Dodatkowe wątpliwości budzi fakt, że Żabka jest partnerem Campusu Rafała Trzaskowskiego. "Czy naprawdę od zdania mieszkańców ważniejszy ma być dobrostan wielkiej korporacji?" - pytają aktywiści.
O komentarz zwróciliśmy się do stołecznego ratusza. - W innych miastach godziny obowiązywania zakazu są różne, czasem jest to 23 (jak w Gdańsku), a czasem 24.00 (jak w Krakowie). Moja wypowiedź - niepotrzebnie użyłam nazwy sieci i był to mój błąd - dotyczyła tego typu sklepów i kwestii czysto praktycznych, z punktu widzenia zarówno klientów, jak i handlowców - przekazuje redakcji WP Finanse Monika Beuth.
Nie ma to absolutnie związku z ochroną czyichś interesów, ani z Campusem, zdecydowanie i stanowczo to dementuję. Szczególnie, że ratusz przygotowuje jedynie projekt uchwały - nad jej zapisami będą dyskutować radni i to Rada Warszawy, a nie prezydent, podejmie decyzję czy takie ograniczenie i w jakim kształcie będzie obowiązywać w Warszawie - podkreśla rzeczniczka stołecznego ratusza.

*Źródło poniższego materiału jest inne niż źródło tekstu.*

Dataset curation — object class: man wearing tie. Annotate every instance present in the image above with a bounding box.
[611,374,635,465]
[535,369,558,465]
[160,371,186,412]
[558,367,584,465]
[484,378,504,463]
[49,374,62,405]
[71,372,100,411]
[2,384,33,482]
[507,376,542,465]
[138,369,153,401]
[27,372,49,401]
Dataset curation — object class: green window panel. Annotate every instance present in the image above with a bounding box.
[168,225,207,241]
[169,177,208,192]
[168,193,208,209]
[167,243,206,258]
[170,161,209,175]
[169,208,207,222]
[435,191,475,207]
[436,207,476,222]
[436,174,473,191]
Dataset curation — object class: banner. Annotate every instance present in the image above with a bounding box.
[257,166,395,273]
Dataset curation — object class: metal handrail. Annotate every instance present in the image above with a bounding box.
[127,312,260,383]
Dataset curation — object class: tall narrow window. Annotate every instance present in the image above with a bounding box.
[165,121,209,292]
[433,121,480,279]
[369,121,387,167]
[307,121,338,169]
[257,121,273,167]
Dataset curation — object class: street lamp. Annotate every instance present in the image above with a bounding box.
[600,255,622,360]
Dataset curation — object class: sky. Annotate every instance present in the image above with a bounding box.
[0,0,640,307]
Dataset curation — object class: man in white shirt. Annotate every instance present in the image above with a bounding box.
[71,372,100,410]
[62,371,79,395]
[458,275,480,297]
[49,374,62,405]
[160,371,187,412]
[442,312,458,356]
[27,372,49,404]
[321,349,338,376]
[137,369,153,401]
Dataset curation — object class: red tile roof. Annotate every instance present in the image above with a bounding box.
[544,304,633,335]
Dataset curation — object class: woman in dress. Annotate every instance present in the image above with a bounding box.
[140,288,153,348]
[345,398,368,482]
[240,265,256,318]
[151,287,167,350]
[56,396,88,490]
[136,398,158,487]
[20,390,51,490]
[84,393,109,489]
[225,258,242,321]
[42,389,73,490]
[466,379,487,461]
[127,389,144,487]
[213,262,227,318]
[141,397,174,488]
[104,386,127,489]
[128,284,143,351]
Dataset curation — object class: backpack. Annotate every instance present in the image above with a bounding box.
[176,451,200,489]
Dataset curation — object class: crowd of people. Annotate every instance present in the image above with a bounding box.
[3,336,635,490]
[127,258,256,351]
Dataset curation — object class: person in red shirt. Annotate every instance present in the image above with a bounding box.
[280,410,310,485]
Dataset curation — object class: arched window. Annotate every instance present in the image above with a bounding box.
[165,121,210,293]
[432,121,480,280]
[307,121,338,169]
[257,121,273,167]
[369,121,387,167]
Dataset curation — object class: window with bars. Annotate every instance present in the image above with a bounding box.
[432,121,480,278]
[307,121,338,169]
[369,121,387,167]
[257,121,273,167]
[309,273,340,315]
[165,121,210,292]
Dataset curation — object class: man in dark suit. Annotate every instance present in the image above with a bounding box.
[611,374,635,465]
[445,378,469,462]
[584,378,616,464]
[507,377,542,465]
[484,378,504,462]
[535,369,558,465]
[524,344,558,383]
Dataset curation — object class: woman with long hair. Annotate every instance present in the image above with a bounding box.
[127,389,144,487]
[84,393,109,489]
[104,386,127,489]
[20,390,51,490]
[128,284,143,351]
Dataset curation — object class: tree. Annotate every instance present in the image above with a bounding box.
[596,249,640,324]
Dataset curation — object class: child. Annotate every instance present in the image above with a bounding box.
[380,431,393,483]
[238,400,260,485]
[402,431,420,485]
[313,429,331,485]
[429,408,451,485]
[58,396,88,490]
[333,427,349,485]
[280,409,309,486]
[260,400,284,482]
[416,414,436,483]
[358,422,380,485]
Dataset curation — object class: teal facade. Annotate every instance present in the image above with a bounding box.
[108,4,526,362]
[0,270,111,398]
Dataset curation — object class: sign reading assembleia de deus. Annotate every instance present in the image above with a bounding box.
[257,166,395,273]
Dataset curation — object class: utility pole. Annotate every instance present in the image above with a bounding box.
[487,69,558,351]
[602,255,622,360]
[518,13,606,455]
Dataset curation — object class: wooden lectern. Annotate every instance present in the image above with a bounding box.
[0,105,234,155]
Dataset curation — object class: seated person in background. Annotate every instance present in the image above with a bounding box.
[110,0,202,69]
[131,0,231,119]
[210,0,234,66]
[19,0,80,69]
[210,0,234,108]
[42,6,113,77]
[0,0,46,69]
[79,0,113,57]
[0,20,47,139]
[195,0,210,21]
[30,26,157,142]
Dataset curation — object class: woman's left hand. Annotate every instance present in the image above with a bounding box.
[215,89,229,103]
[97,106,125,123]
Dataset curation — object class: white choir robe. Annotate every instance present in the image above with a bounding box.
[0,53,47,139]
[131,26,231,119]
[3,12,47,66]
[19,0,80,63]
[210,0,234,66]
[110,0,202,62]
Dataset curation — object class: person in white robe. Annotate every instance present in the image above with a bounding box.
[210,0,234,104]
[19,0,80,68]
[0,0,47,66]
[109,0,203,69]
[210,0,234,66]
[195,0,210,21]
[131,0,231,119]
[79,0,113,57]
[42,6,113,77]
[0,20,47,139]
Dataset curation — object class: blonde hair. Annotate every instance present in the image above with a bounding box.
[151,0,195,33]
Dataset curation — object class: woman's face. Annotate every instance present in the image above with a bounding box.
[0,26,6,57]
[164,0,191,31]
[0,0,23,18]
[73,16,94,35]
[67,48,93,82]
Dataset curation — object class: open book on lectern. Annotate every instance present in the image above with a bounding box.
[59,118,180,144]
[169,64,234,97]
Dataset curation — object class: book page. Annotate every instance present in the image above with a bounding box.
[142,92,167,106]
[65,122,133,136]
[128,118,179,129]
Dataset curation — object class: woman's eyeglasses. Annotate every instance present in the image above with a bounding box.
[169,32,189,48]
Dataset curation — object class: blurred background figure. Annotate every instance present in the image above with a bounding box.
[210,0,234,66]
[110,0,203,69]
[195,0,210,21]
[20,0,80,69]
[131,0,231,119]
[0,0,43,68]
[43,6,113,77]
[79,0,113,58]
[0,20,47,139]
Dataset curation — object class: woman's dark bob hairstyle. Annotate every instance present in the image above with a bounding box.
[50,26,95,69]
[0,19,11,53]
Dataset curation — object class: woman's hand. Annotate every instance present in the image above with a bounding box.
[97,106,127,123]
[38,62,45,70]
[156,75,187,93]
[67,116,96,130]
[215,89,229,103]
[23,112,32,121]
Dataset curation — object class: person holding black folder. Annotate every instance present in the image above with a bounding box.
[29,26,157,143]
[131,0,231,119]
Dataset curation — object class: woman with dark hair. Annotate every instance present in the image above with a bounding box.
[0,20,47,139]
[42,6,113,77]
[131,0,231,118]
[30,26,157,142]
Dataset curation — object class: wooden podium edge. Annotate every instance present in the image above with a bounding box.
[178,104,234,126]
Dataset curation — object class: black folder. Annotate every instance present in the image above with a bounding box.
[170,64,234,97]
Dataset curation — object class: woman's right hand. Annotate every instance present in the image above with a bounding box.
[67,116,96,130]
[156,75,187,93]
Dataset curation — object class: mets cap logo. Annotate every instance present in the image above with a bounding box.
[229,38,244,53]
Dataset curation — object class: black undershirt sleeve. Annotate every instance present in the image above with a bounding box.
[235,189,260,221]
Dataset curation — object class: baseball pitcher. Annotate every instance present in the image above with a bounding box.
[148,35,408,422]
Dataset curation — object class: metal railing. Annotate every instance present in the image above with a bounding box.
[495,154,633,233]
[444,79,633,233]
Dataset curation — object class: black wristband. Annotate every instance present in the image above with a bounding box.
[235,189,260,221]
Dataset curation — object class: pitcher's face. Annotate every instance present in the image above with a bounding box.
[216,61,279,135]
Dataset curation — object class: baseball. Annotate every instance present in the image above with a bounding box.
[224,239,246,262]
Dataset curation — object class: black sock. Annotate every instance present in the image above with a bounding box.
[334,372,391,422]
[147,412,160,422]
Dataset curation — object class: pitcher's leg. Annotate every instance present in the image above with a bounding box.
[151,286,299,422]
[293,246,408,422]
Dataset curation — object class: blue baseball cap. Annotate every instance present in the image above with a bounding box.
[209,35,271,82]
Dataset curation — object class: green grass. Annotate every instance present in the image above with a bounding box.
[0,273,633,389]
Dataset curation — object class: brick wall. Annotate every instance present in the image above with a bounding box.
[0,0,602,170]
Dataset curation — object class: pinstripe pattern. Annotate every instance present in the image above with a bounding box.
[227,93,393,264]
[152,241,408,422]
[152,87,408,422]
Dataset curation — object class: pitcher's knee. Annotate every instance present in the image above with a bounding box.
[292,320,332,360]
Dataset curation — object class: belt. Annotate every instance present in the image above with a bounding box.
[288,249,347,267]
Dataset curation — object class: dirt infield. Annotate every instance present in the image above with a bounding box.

Nierentowne sklepy będą zwalniać? Obawy o skutki zakazu
Jak dodała, w spotkaniach konsultacyjnych uczestniczyło "niewielu przedsiębiorców". Mimo tego osoby, które wzięły udział, zwróciły uwagę na negatywne skutki planowanego zakazu.
- Największa obawa jest taka, że sklepy nocne zostaną zamknięte, gdyż alkohol to ich główne źródło przychodu, więc staną się nierentowne. Dotyczy to też małych sklepików osiedlowych - istnieje ryzyko, że w konsekwencji część pracowników zostanie zwolniona - podkreśla rzeczniczka.
Poza tym wspomniała o konieczności poniesienia kosztów reorganizacji przestrzeni lub doposażenia sklepów w rozwiązania ograniczające widoczność lub dostępność alkoholu.
- Rozmówcy obawiali się o bezpieczeństwo pracowników sklepu, którzy musieliby odmawiać sprzedaży alkoholu nie tylko ze względu na nietrzeźwość klientów, ale także z powodu nocnych ograniczeń w sprzedaży wyobrażali sobie, że szczególnie przed samym zamknięciem sprzedaży może dochodzić do nieprzyjemnych sytuacji, wzburzonych kolejek i awantur - zaznaczyła.
Żabka: "to krzywdzące nadużycie"
Głos w sprawie planowanych ograniczeń zabrała również Żabka.
"Stanowczo protestujemy przeciwko powielanym przez niektórych publicystów insynuacjom, jakoby Żabka miała większy wpływ na kształt przyszłych ograniczeń, niż pozostali uczestnicy rynku. Łączenie procesu legislacyjnego, prowadzonego przez władze samorządowe, w toku konsultacji społecznych z mieszkańcami Warszawy, z naszym wsparciem dla wydarzenia społecznego, jakim jest Campus, jest krzywdzącym nadużyciem, nie mającym żadnego poparcia w faktach. Upublicznianie tego typu nieprawdziwych informacji nie tylko wprowadza w błąd opinię publiczną, ale także zniechęca firmy do angażowania się w projekty społeczne" - przekazuje redakcji WP Finanse Biuro Prasowe Żabka Polska.
W odpowiedzi na pytanie o miasta, w których już obowiązują ograniczenia w nocnej sprzedaży, sieć wskazuje, że "franczyzobiorcy niezwłocznie się do nich dostosowali".
"Jeśli nowe regulacje dotyczące sprzedaży alkoholu w Warszawie wejdą w życie, franczyzobiorcy Żabki będą je respektować, niezależnie od ich kształtu" - zapewnia Żabka.